25 May 2021 1pm
Imagine what the General’s wife would say!
Careful Studies and Rogue Constructions of the Kėdainiai Minaret
Storytelling and history spring from the same origin, yet their alliance is sometimes troubled. In the exhibition A Minaret for the General’s Wife, by Turkish-Canadian artist Erdem Taşdelen at Mercer Union, the Kėdainiai minaret is a protagonist in a speculative history. Kėdainiai’s story is told through an imaginary history replete with archival matter.
Imagine what the General’s wife would say! is a discursive program that foregrounds other readings of the Kėdainiai minaret. In conversation with Sarah Rifky (moderator), architecture historian Courtney Lesoon and media archeologist Radek Przedpełski rehabilitate the minaret from the realm of the exhibition taking us on an—at times, forensic—journey that allows us to rethink the Kėdainiai Minaret in situ. The talks expand our consideration of the minaret, followed by a discussion that will reflect on what is at stake when existing structures star in historical fabulations. The talks will be followed by a response from Laura U. Marks, vivacious thinker, and author of Enfoldment and Infinity: An Islamic Genealogy of New Media Art (2010), and a moderated discussion.
This event is developed and organized in collaboration with SAVAC (South Asian Visual Arts Centre,) Toronto.
Admission is free; we encourage you to register in advance. Live captioning will be provided.
“In the Garden,” on the origins of the Kėdainiai Minaret
by Courtney Lesoon
The structure known today as the “Kėdainiai minaret” was built in 1880 by the Russian general Eduard Totleben on his private estate outside the town of Kėdainiai in modern-day Lithuania. Despite sounding entirely out-of-place, the “Kėdainiai minaret,” in fact, belongs to a long tradition of oriental-themed garden architectures in Europe. Drawing on Erdem Taşdelen’s archival work, this talk explores how the construction of the “Kėdainiai minaret” might be considered in its wider architectural context of late-nineteenth-century Europe. More broadly, I ask how the history of the “Kėdainiai minaret” might shed light on questions of place, purpose, and possible futures in architecture.

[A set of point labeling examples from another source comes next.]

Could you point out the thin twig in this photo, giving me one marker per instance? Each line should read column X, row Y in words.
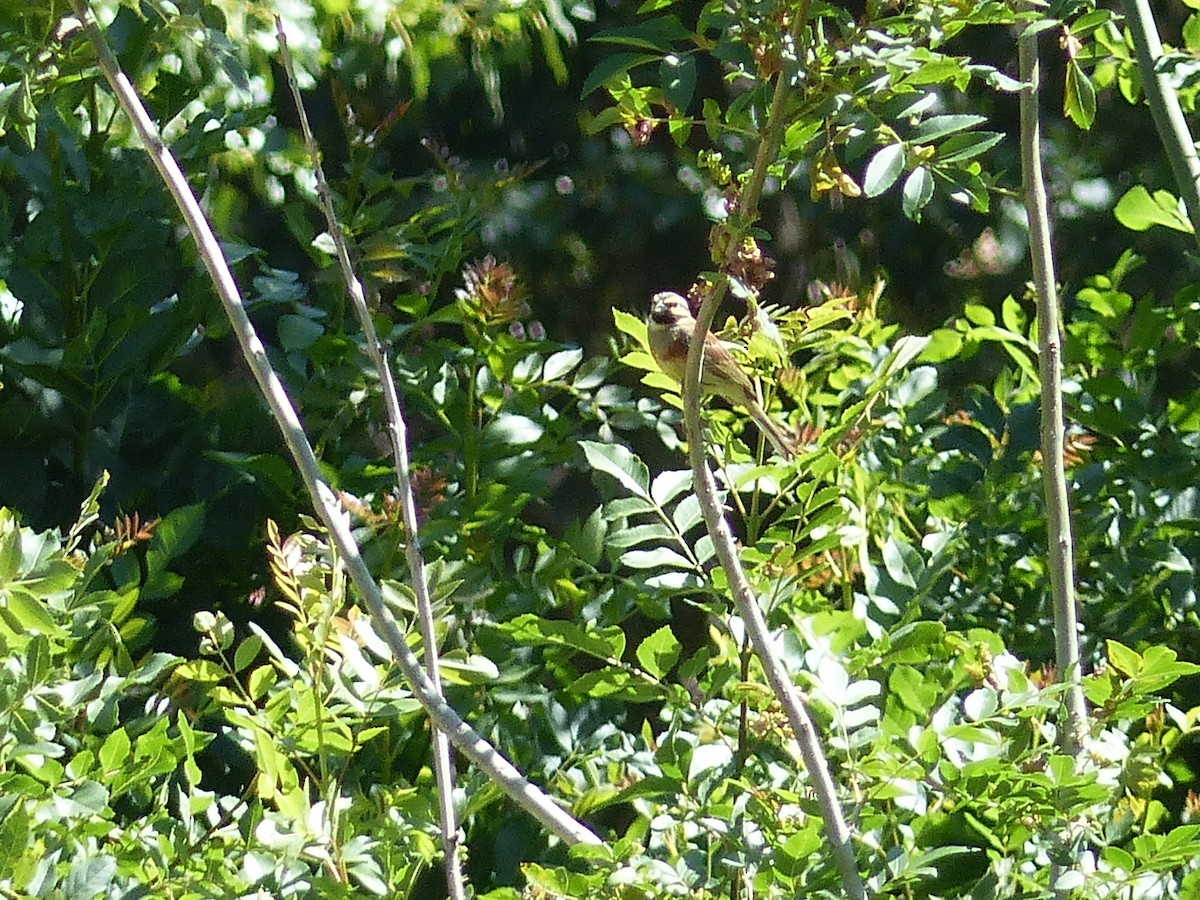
column 744, row 599
column 443, row 766
column 1164, row 107
column 467, row 739
column 1061, row 549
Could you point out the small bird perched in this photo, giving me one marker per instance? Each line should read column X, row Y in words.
column 670, row 329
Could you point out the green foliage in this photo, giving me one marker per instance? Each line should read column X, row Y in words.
column 583, row 628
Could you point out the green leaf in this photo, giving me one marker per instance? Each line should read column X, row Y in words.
column 883, row 169
column 28, row 615
column 1079, row 99
column 612, row 66
column 619, row 462
column 511, row 430
column 247, row 652
column 660, row 34
column 961, row 148
column 659, row 652
column 1123, row 659
column 114, row 751
column 918, row 191
column 298, row 333
column 559, row 364
column 941, row 125
column 655, row 558
column 606, row 643
column 677, row 75
column 1138, row 210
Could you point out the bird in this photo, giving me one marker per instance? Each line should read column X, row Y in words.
column 670, row 329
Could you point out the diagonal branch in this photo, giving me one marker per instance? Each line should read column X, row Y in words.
column 467, row 739
column 744, row 599
column 443, row 767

Between Immaterials and Plasticity. Erdem Taşdelen’s 2021 A Minaret for the General’s Wife and Tatar Cosmopoetic Practices
by Radek Przedpełski
The essay interrogates A Minaret for the General’s Wife and its treatment of materials relating to Kaunas Muslim Society, as well as Lithuanian and Polish Tatars, taking two approaches. The exhibition will be first examined as an experimental laboratory that tests, and enacts, the limits of postmodern aesthetics encapsulated by Lyotard’s 1985 exhibition Les Immatériaux, begging the question of a decolonial ethics of care with respect to archival material pertaining to a minoritized Eastern European community. The second approach seeks to reclaim a multiplicity occluded by the artist’s perception of Kėdainiai’s minaret as “odd-looking thing (…) in such an unlikely place.” The essay will outline a media archaeology of Tatar mosques/minarets on the territories of the former Grand Duchy of Lithuania, showing how these under researched media blend aniconism with local contexts and engage a larger continuum of artefacts and practices including muhir tableaux, talismans (hramotka), siufkanie (sorcery) and fał (divination).
Courtney Lesoon is writing her PhD dissertation “Spatializing Ahl Al-ʿIlm: Learning and the Rise of the Early Islamic City.” Her research interests include mosque architecture outside of the Islamic world, Damascus rooms, and the medieval Mediterranean. She is a doctoral candidate in the Aga Khan Program for Islamic Architecture in the History, Theory, Criticism Section in the Department of Architecture at MIT. (Speaker)
Radek Przedpełski is a migrant artist, and aesthetics and visual culture scholar lecturing on the MSc in Interactive Digital Media at Trinity College Dublin. His PhD explored a strand of Eastern European neo-avant-garde geo-media practices from the 1970s, and their speculative cosmo-poetics engaging the “Long Baroque”’ of the Polish-Lithuanian Commonwealth and Bronze-Age steppe metallurgy. He co-edited a volume on Deleuze, Guattari and the Art of Multiplicity (published by Edinburgh University Press in October 2020). (Speaker)
Laura U. Marks works on media art and philosophy. Her most recent book is Hanan al-Cinema: Affections for the Moving Image (MIT, 2015). She is Grant State Professor in the School for the Contemporary Arts at Simon Fraser University in Vancouver. (Discussant)
Sarah Rifky is writing her PhD dissertation on Cultural Infrastructure in Egypt in the ‘50s and ‘60s. She is the founding co-director of Beirut (2012-2015), an art institution in Cairo. (Moderator and Discussant)
fORUM is Mercer Union’s ongoing series of talks, lectures, interviews, screenings and performances. Free as always.